The question then is why are his numbers so low? Is it a combination of Michigan being a more egalitarian offense and the peculiarities of the college game? Is it because he actually is a young player who needed some time to develop? Was it a matter of the coach giving him his full trust to run the show?

It feels like a combination of all of those things with him. He is not the preternatural scorer, especially for a guard with score-first instincts. He has a lot of tricks in his bag but has not mastered enough of them to be a consistent impact player in isolation.

He does not turn the ball over a lot, but he can get enveloped by pressure enough to close him out and force him to reset rather than read the defense. His playmaking numbers were simply not that strong to hand him the ball and let him work.

Some of this will certainly get better with experience and practice. It is hard to forget that he is 19 years old and played the first significant minutes of his college career. He did not really figure things out until the end of the season and then Michigan turned him loose.

If that is the trajectory he seems to be headed, then there is plenty of reason to believe and invest in him.

So much of what Bufkin needs to improve on is just getting more consistent with everything — his pick-and-roll reads, his offensive decisionmaking and his defensive attention to detail — he overplayed screens a lot and that put him far out of position.

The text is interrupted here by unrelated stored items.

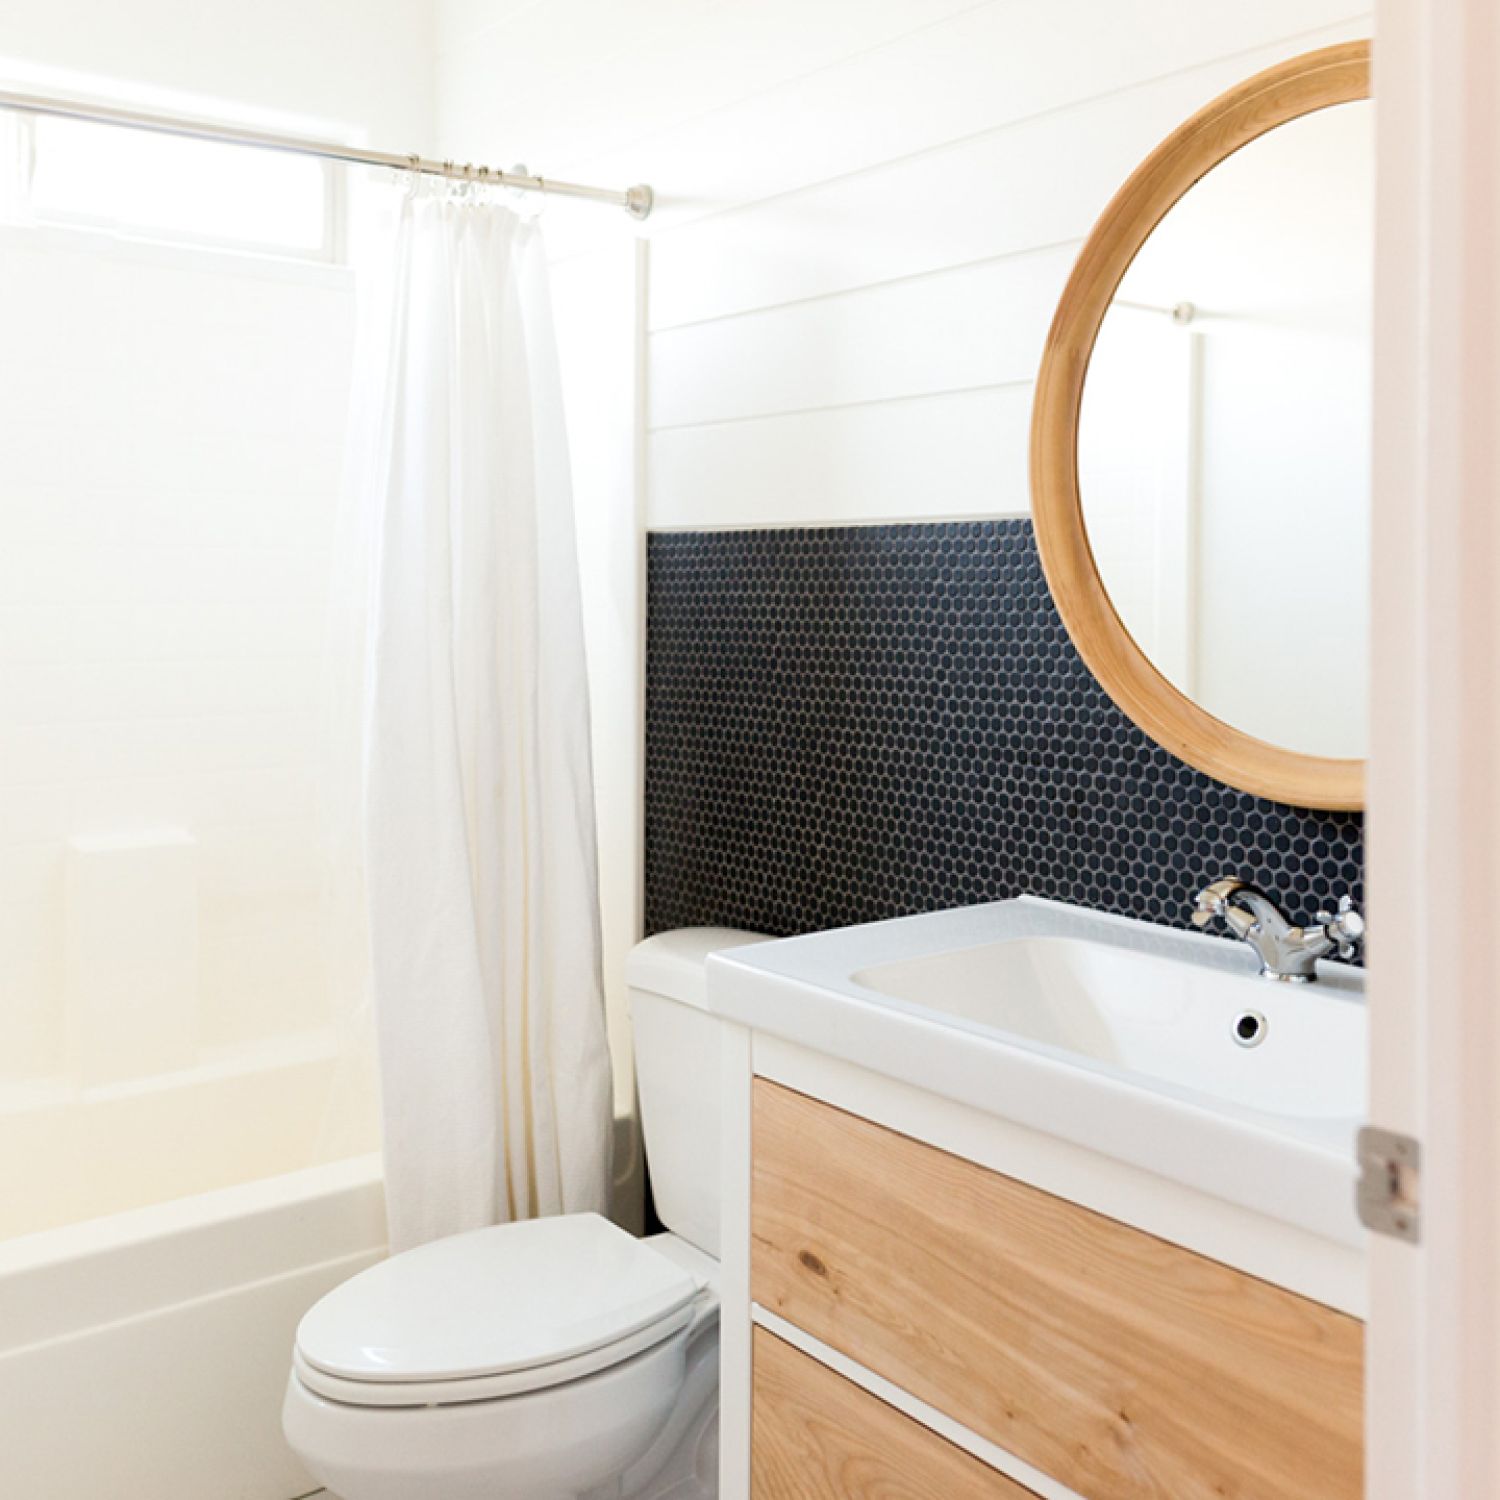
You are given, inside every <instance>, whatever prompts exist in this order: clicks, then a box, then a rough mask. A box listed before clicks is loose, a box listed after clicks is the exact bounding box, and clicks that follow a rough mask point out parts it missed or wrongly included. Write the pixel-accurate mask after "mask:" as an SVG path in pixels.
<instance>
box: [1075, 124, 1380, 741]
mask: <svg viewBox="0 0 1500 1500" xmlns="http://www.w3.org/2000/svg"><path fill="white" fill-rule="evenodd" d="M1373 202H1374V121H1373V111H1371V105H1370V102H1368V101H1359V102H1355V104H1343V105H1335V107H1332V108H1326V110H1319V111H1317V113H1314V114H1310V115H1304V117H1301V118H1298V120H1293V121H1290V123H1287V124H1283V126H1280V127H1277V129H1275V130H1271V132H1268V133H1266V135H1262V136H1259V138H1257V139H1254V141H1251V142H1250V144H1248V145H1245V147H1244V148H1242V150H1239V151H1236V153H1235V154H1233V156H1230V157H1229V159H1227V160H1224V162H1223V163H1220V165H1218V166H1217V168H1214V171H1211V172H1209V174H1208V175H1205V177H1203V178H1202V180H1200V181H1199V183H1197V184H1196V186H1194V187H1193V189H1190V190H1188V193H1185V195H1184V196H1182V198H1181V199H1179V201H1178V202H1176V204H1175V205H1173V208H1172V210H1170V211H1169V213H1167V214H1166V217H1164V219H1163V220H1161V223H1160V225H1158V226H1157V229H1155V231H1154V234H1152V236H1151V239H1149V240H1148V242H1146V245H1145V246H1143V249H1142V251H1140V254H1139V255H1137V257H1136V260H1134V263H1133V264H1131V267H1130V270H1128V272H1127V275H1125V278H1124V281H1122V282H1121V287H1119V290H1118V293H1116V296H1115V300H1113V302H1112V305H1110V309H1109V312H1107V314H1106V317H1104V321H1103V324H1101V329H1100V336H1098V341H1097V344H1095V350H1094V356H1092V360H1091V363H1089V371H1088V380H1086V384H1085V392H1083V410H1082V417H1080V425H1079V483H1080V492H1082V499H1083V514H1085V523H1086V526H1088V534H1089V544H1091V547H1092V550H1094V556H1095V561H1097V564H1098V570H1100V574H1101V577H1103V580H1104V586H1106V588H1107V589H1109V594H1110V598H1112V601H1113V604H1115V609H1116V612H1118V613H1119V616H1121V619H1122V622H1124V624H1125V627H1127V628H1128V630H1130V633H1131V634H1133V636H1134V639H1136V642H1137V643H1139V645H1140V648H1142V649H1143V651H1145V652H1146V655H1148V657H1149V658H1151V660H1152V663H1154V664H1155V666H1157V669H1158V670H1160V672H1161V673H1163V675H1164V676H1167V678H1169V679H1170V681H1172V682H1173V684H1175V685H1176V687H1178V688H1181V690H1182V691H1184V693H1185V694H1188V696H1190V697H1193V699H1194V700H1196V702H1199V703H1200V705H1202V706H1203V708H1205V709H1208V712H1211V714H1214V715H1215V717H1217V718H1221V720H1224V721H1226V723H1230V724H1233V726H1236V727H1238V729H1242V730H1245V732H1247V733H1251V735H1256V736H1257V738H1260V739H1266V741H1269V742H1272V744H1277V745H1283V747H1287V748H1292V750H1298V751H1304V753H1308V754H1319V756H1341V757H1356V759H1358V757H1364V754H1365V750H1367V745H1365V738H1367V736H1365V718H1367V703H1368V676H1370V664H1368V640H1367V627H1368V565H1370V383H1371V330H1370V311H1371V278H1373V246H1374V225H1373Z"/></svg>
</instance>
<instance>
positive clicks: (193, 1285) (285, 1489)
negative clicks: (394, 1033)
mask: <svg viewBox="0 0 1500 1500" xmlns="http://www.w3.org/2000/svg"><path fill="white" fill-rule="evenodd" d="M384 1236H386V1220H384V1190H383V1184H381V1176H380V1160H378V1157H356V1158H351V1160H348V1161H341V1163H335V1164H332V1166H324V1167H312V1169H309V1170H306V1172H294V1173H287V1175H284V1176H279V1178H270V1179H267V1181H264V1182H254V1184H248V1185H243V1187H237V1188H226V1190H222V1191H217V1193H204V1194H199V1196H198V1197H190V1199H181V1200H177V1202H172V1203H163V1205H159V1206H156V1208H148V1209H136V1211H132V1212H127V1214H117V1215H111V1217H107V1218H101V1220H93V1221H90V1223H86V1224H75V1226H71V1227H68V1229H58V1230H48V1232H43V1233H37V1235H27V1236H21V1238H18V1239H12V1241H9V1242H7V1244H5V1245H3V1247H0V1410H5V1413H6V1446H5V1454H3V1455H0V1490H3V1491H5V1493H6V1494H17V1496H46V1497H48V1500H104V1497H108V1500H160V1497H163V1496H178V1497H183V1500H187V1497H190V1500H291V1497H293V1496H300V1494H306V1493H308V1491H309V1490H312V1488H314V1485H312V1482H311V1481H309V1479H308V1476H306V1473H305V1472H303V1469H302V1466H300V1464H299V1463H297V1460H296V1458H294V1457H293V1454H291V1451H290V1449H288V1448H287V1445H285V1440H284V1439H282V1434H281V1401H282V1394H284V1388H285V1383H287V1370H288V1362H290V1358H291V1356H290V1352H291V1347H293V1337H294V1332H296V1328H297V1323H299V1320H300V1319H302V1314H303V1313H305V1311H306V1310H308V1308H309V1307H311V1305H312V1304H314V1302H317V1301H318V1298H321V1296H323V1295H324V1293H326V1292H329V1290H330V1289H332V1287H335V1286H338V1284H339V1283H341V1281H344V1280H347V1278H348V1277H351V1275H354V1274H356V1272H357V1271H363V1269H365V1268H366V1266H369V1265H374V1262H377V1260H378V1259H381V1256H383V1254H384Z"/></svg>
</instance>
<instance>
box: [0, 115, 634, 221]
mask: <svg viewBox="0 0 1500 1500" xmlns="http://www.w3.org/2000/svg"><path fill="white" fill-rule="evenodd" d="M0 110H21V111H24V113H26V114H45V115H52V117H55V118H60V120H90V121H93V123H95V124H120V126H124V127H126V129H130V130H150V132H153V133H156V135H181V136H186V138H187V139H192V141H222V142H225V144H228V145H252V147H257V148H260V150H266V151H291V153H294V154H299V156H321V157H323V159H324V160H330V162H354V163H357V165H362V166H392V168H395V169H398V171H408V172H423V174H426V175H431V177H452V178H456V180H458V181H471V183H489V184H493V186H498V187H519V189H520V190H522V192H550V193H556V195H558V196H561V198H588V199H589V201H592V202H610V204H615V205H616V207H619V208H624V210H625V213H628V214H630V216H631V217H633V219H645V217H646V214H649V213H651V189H649V187H648V186H646V184H645V183H637V184H636V186H634V187H585V186H583V184H582V183H562V181H553V180H552V178H550V177H532V175H531V174H529V172H502V171H495V169H493V168H490V166H472V165H469V163H459V162H438V160H429V159H428V157H425V156H416V154H413V156H398V154H396V153H393V151H366V150H362V148H360V147H357V145H339V144H336V142H333V141H314V139H308V138H305V136H300V135H278V133H275V132H272V130H249V129H240V127H237V126H228V124H198V123H195V121H192V120H177V118H172V117H171V115H166V114H147V113H145V111H141V110H121V108H117V107H114V105H92V104H90V105H84V104H71V102H69V101H66V99H48V98H46V96H43V95H24V93H10V92H9V90H3V89H0Z"/></svg>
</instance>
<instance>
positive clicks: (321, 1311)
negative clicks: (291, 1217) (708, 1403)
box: [294, 1214, 703, 1407]
mask: <svg viewBox="0 0 1500 1500" xmlns="http://www.w3.org/2000/svg"><path fill="white" fill-rule="evenodd" d="M702 1287H703V1281H702V1278H699V1277H694V1275H693V1274H691V1272H688V1271H687V1269H684V1268H682V1266H681V1265H678V1263H675V1262H673V1260H670V1259H669V1257H666V1256H663V1254H658V1253H657V1251H654V1250H649V1248H648V1247H646V1245H645V1244H642V1242H640V1241H637V1239H634V1238H633V1236H631V1235H627V1233H625V1232H624V1230H621V1229H618V1227H616V1226H613V1224H610V1223H609V1221H607V1220H604V1218H600V1217H598V1215H597V1214H573V1215H565V1217H562V1218H552V1220H532V1221H528V1223H522V1224H502V1226H493V1227H490V1229H481V1230H474V1232H471V1233H468V1235H456V1236H452V1238H449V1239H443V1241H434V1242H432V1244H429V1245H422V1247H419V1248H417V1250H411V1251H407V1253H404V1254H401V1256H393V1257H392V1259H390V1260H387V1262H383V1263H381V1265H378V1266H372V1268H371V1269H369V1271H363V1272H360V1275H357V1277H354V1278H351V1280H350V1281H347V1283H344V1286H341V1287H336V1289H335V1290H333V1292H330V1293H329V1295H327V1296H326V1298H324V1299H323V1301H321V1302H320V1304H318V1305H317V1307H315V1308H312V1311H311V1313H308V1316H306V1317H305V1319H303V1320H302V1326H300V1328H299V1331H297V1347H296V1355H294V1368H296V1377H297V1379H299V1380H300V1382H302V1383H303V1385H305V1386H306V1388H308V1389H309V1391H314V1392H317V1394H318V1395H323V1397H326V1398H327V1400H330V1401H339V1403H344V1404H348V1406H377V1407H411V1406H449V1404H459V1403H469V1401H486V1400H493V1398H498V1397H505V1395H517V1394H522V1392H529V1391H541V1389H546V1388H550V1386H558V1385H564V1383H567V1382H571V1380H580V1379H583V1377H585V1376H589V1374H595V1373H597V1371H600V1370H606V1368H609V1367H613V1365H618V1364H621V1362H622V1361H627V1359H631V1358H634V1356H636V1355H639V1353H640V1352H643V1350H648V1349H652V1347H655V1346H657V1344H661V1343H663V1341H666V1340H670V1338H672V1337H673V1335H678V1334H679V1332H681V1331H682V1329H685V1328H687V1325H688V1323H690V1322H691V1319H693V1314H694V1304H696V1302H697V1299H699V1293H700V1290H702Z"/></svg>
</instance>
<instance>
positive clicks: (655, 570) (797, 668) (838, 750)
mask: <svg viewBox="0 0 1500 1500" xmlns="http://www.w3.org/2000/svg"><path fill="white" fill-rule="evenodd" d="M648 574H649V576H648V606H646V786H645V915H646V930H648V932H661V930H664V929H669V927H684V926H696V924H723V926H730V927H747V929H753V930H757V932H765V933H772V935H778V936H780V935H787V933H799V932H811V930H814V929H822V927H841V926H846V924H850V922H864V921H874V919H879V918H885V916H900V915H906V913H909V912H922V910H935V909H939V907H945V906H965V904H971V903H975V901H990V900H999V898H1004V897H1010V895H1019V894H1022V892H1031V894H1034V895H1049V897H1055V898H1058V900H1064V901H1074V903H1077V904H1082V906H1092V907H1097V909H1100V910H1107V912H1119V913H1122V915H1127V916H1140V918H1146V919H1148V921H1157V922H1167V924H1170V926H1179V927H1181V926H1187V921H1188V910H1190V906H1191V897H1193V892H1194V891H1196V889H1197V888H1199V886H1200V885H1202V883H1205V882H1206V880H1211V879H1215V877H1218V876H1221V874H1238V876H1242V877H1248V879H1251V880H1256V882H1257V883H1259V885H1263V886H1265V888H1266V889H1269V891H1271V892H1272V894H1275V895H1277V897H1280V898H1281V900H1283V903H1284V904H1286V906H1289V907H1290V910H1292V912H1293V915H1296V916H1299V918H1307V916H1311V912H1313V907H1314V906H1317V904H1320V903H1323V901H1326V900H1329V898H1332V897H1337V895H1340V894H1343V892H1346V891H1347V892H1350V894H1352V895H1353V897H1355V901H1356V903H1361V904H1362V901H1364V889H1362V883H1364V871H1362V865H1364V840H1362V820H1361V816H1359V814H1358V813H1323V811H1317V810H1308V808H1295V807H1283V805H1280V804H1277V802H1269V801H1266V799H1263V798H1259V796H1251V795H1250V793H1245V792H1236V790H1232V789H1230V787H1227V786H1224V784H1221V783H1220V781H1214V780H1211V778H1209V777H1206V775H1203V774H1200V772H1197V771H1194V769H1191V768H1190V766H1187V765H1184V763H1182V762H1181V760H1178V759H1175V757H1173V756H1172V754H1169V753H1167V751H1166V750H1161V748H1160V747H1158V745H1155V744H1154V742H1152V741H1151V739H1148V738H1146V735H1143V733H1142V732H1140V730H1139V729H1137V727H1136V726H1134V724H1133V723H1131V721H1130V720H1128V718H1125V715H1124V714H1122V712H1121V711H1119V709H1118V708H1116V706H1115V705H1113V703H1112V702H1110V700H1109V697H1107V696H1106V693H1104V691H1103V688H1101V687H1100V685H1098V684H1097V682H1095V681H1094V676H1092V675H1091V673H1089V670H1088V667H1086V666H1085V664H1083V661H1082V658H1080V657H1079V654H1077V651H1076V649H1074V648H1073V643H1071V642H1070V639H1068V634H1067V631H1065V630H1064V625H1062V621H1061V618H1059V616H1058V612H1056V609H1055V607H1053V604H1052V598H1050V595H1049V592H1047V583H1046V579H1044V577H1043V571H1041V561H1040V558H1038V555H1037V544H1035V540H1034V537H1032V528H1031V522H1029V520H966V522H944V523H924V525H885V526H829V528H817V529H766V531H703V532H657V534H652V535H651V537H649V541H648Z"/></svg>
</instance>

So much of that just comes from experience and being in a good developmental environment.

For the Magic, among the guards in this class, Bufkin seems like a perfect fit.

Andy Katz of Big Ten Network has taken to comparing him to former Michigan guard Jordan Poole, a former rumored free agent target for the Magic. Beyond some of Poole’s other problems, if that skill set matches then the Magic would be able to get a potential secondary playmaker, shooter and scorer to bolster their roster.

In a lot of ways, that sounds like exactly the kind of guard support the team needs.

Bufkin clearly made a good final statement and that has led to a late push to get him into the Lottery and now possibly into the top 10. He has a lot of skills that would suggest he is worthy of that consideration, even if consistency remains the big thing for Bufkin to achieve.